Owing to the down-regulation of CB1 receptors in striatal neurons in HD and the fact that CB1 agonists can trigger undesirable psychoactive effects, alternative targets such as CB2 receptors may possess further potential. In contrast to neuronal CB1 receptors, microglial CB2 receptors are upregulated in HD transgenic mouse models and patients, and administration of CB2 receptor selective-agonists reduces neuroinflammation, brain edema, striatal neuronal loss, and motor symptoms.43 Furthermore, CB2 receptor ablation exacerbates microglial activation and accelerates the manifestation of HD-like symptoms.43 The discovery of increased CB2 expression in active striatal microglia is in agreement with previous findings of an innate inflammatory response occurring in the early stages of HD. These results suggest a role for CB2 receptors in attenuating microglial activation and possibly conferring neuroprotection in HD.


Neurodegenerative disorders can arise as a consequence of genetic, environmental, or sporadic factors. Despite these diverse etiologies, common features include neuroinflammation and neuronal loss. The evidence presented herein supports a role for the cannabinoid system in reducing neuroinflammation, most likely via the CB2 receptor, and creating an environment which supports neuronal survival by reducing excitotoxicity, promoting growth factor production and directly interfering with the cell death cascade.
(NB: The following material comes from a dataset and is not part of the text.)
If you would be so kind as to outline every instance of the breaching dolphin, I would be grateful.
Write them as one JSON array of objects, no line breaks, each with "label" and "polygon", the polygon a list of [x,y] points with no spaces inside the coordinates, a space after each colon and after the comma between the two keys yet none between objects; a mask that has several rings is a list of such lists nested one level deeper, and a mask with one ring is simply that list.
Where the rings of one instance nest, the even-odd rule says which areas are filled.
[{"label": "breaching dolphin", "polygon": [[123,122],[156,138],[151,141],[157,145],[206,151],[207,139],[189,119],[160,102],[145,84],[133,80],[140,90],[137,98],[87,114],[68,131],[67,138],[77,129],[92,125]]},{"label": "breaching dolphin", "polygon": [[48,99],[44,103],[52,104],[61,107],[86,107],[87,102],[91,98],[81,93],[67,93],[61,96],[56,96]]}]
Apart from the typical cannabinoid receptors, the discovery that the novel cannabinoid receptor, GPR55 and the putative abnormal cannabidiol (Abn-CBD) receptor, GPR18 in microglia regulates their cellular responses to excititoxicity, cell migration and cytokine release holds promise.44,45 These multiple actions of the cannabinoid system are likely to be advantageous to several neurodegenerative conditions and open the possibility for a successful cannabinoid-based medication for neurodegenerative disease, akin to the recent clinical benefit obtained by the prescription of Sativex for patients with multiple sclerosis.